Adrenal gland hormones

Zona reticularis is the innermost layer of the adrenal cortex. It produces androgens such as dehydroepiandrosterone (DHEA) and a precursor of testosterone, androstenedione. Androgens stimulate the development of male characteristics. Androgens are present in both male and females.

Causes

All the three zones of the adrenal cortex are destroyed progressively, zona glomerulosa is affected first. This condition is a dysfunction of the autoimmune system and production of autoantibodies against adrenal cortex. The adrenal cortex is attacked directly by antibodies. The other causes may include metastatic deposits, tuberculosis and fungal infections. Risk factors such as being female will increase the chance of an autoimmune condition, the patients infected with HIV are also at risk of this disease.

Signs and symptoms

Adrenal gland

Symptoms, which could indicate Addison’s disease, are as follows:

  • Fatigue is a symptom all patients with Addison’s disease complain about
  • Anorexia (loss of appetite)
  • Hyperpigmentation of the mucosa especially sun-exposed regions of the body may indicate the disease
  • Salt craving is specific to the disease and patients will have reduced aldosterone production and therefore be hyponatraemic
  • Weight loss is common in all patients
  • Nausea and vomiting
  • Hypotension
  • Muscle pain
  • Joint pain

Investigations

  • Initial investigations if the patient presents with such symptoms is to check for electrolyte imbalance. Hyponatraemia (low sodium levels) and hyperkalaemia (raised potassium) can be found on initial blood tests. Sometimes, in advanced disease there can be hypercalcaemia (raised calcium). It is important to check to urea levels in patients with Addison’s disease. Full blood count is very useful to check for anaemia and eosinophilia.
  • Cortisol levels are to be checked in the morning at 8 am or 9 am, there would be deficiency.
  • The ACTH stimulation test is useful, as it would try to stimulate the production of the low adrenal levels and if the levels remain low this helps with diagnosis.
  • Adrenal antibodies can be looked for however these are not specific to the disease.
  • Plasma renin activity can be checked and would be raised in this case. Check for plasma DHEA and aldosterone, they will be suppressed.
  • On imaging, adrenal CT scan or MRI could be helpful showing atrophy of the adrenals.

Management

Stabilising the patient is key to begin with and therefore corticosteroids need to be given to patients even if the diagnosis is not yet confirmed. Dexamethasone or hydrocortisone for one to three days. 0.9% Sodium Chloride intravenous fluid can be administered to help with hypotension and dehydration. Glucose can be carefully administered if the patient is hypoglycaemic.
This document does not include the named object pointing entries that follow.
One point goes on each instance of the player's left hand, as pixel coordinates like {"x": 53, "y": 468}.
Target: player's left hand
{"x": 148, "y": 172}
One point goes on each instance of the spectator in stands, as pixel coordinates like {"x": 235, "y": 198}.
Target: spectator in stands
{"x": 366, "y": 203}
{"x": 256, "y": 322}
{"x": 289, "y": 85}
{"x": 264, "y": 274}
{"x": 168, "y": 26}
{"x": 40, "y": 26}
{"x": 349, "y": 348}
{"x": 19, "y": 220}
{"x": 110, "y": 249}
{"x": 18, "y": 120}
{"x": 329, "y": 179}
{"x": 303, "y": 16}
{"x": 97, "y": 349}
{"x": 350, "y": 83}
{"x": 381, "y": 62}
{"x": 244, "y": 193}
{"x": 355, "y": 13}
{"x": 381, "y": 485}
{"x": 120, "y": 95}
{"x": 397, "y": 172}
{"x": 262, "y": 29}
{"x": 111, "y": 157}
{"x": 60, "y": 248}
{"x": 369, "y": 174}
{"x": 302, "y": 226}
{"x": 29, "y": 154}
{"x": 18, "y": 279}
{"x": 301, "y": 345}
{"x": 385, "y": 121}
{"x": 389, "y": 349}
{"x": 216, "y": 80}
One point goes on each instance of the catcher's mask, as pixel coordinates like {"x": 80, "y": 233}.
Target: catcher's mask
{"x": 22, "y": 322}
The low adrenal hormone levels need to be addressed to manage the condition. Oral mineralocorticoid and glucocorticoid replacement therapy are commenced lifelong.

Complications

Patients need to be annually checked to ensure their glucocorticoid and mineralocorticoid levels are within suitable ranges as high levels can lead to hypertension and oedema. Secondary Cushing’s syndrome can occur in patients with over replacement of the hormones. Dosages need to be changed in this case. Long-term usage of replacement can lead to osteopenia or osteoporosis. Patients diagnosed with Addison’s disease need to carry a medical alert with them to warn others about their condition in the case of them experiencing a medical emergency.

Addisonian crisis

An Addisonian crisis occurs either as a result of undiagnosed Addison’s disease or for those patients where there is a presence of acute stressors like underlying infection, trauma or severe illness. This requires emergency medical treatment with the replacement of fluid and corticosteroids as it can be life threatening. 1L of 0.9% sodium chloride is administered quickly and then further fluids are to be given over 24 hours of at least 2L to 4L. The underlying cause needs to be investigated and treated as well. Patients with an Addisonian crisis will experience symptoms of sudden pain in their legs, abdomen and back and severe diarrhoea, vomiting. They will have severely low blood pressure, hypoglycaemia, hyponatraemia, hyperkalaemia, confusion, fever, convulsions, and can loose consciousness. It is very important to not delay treatment.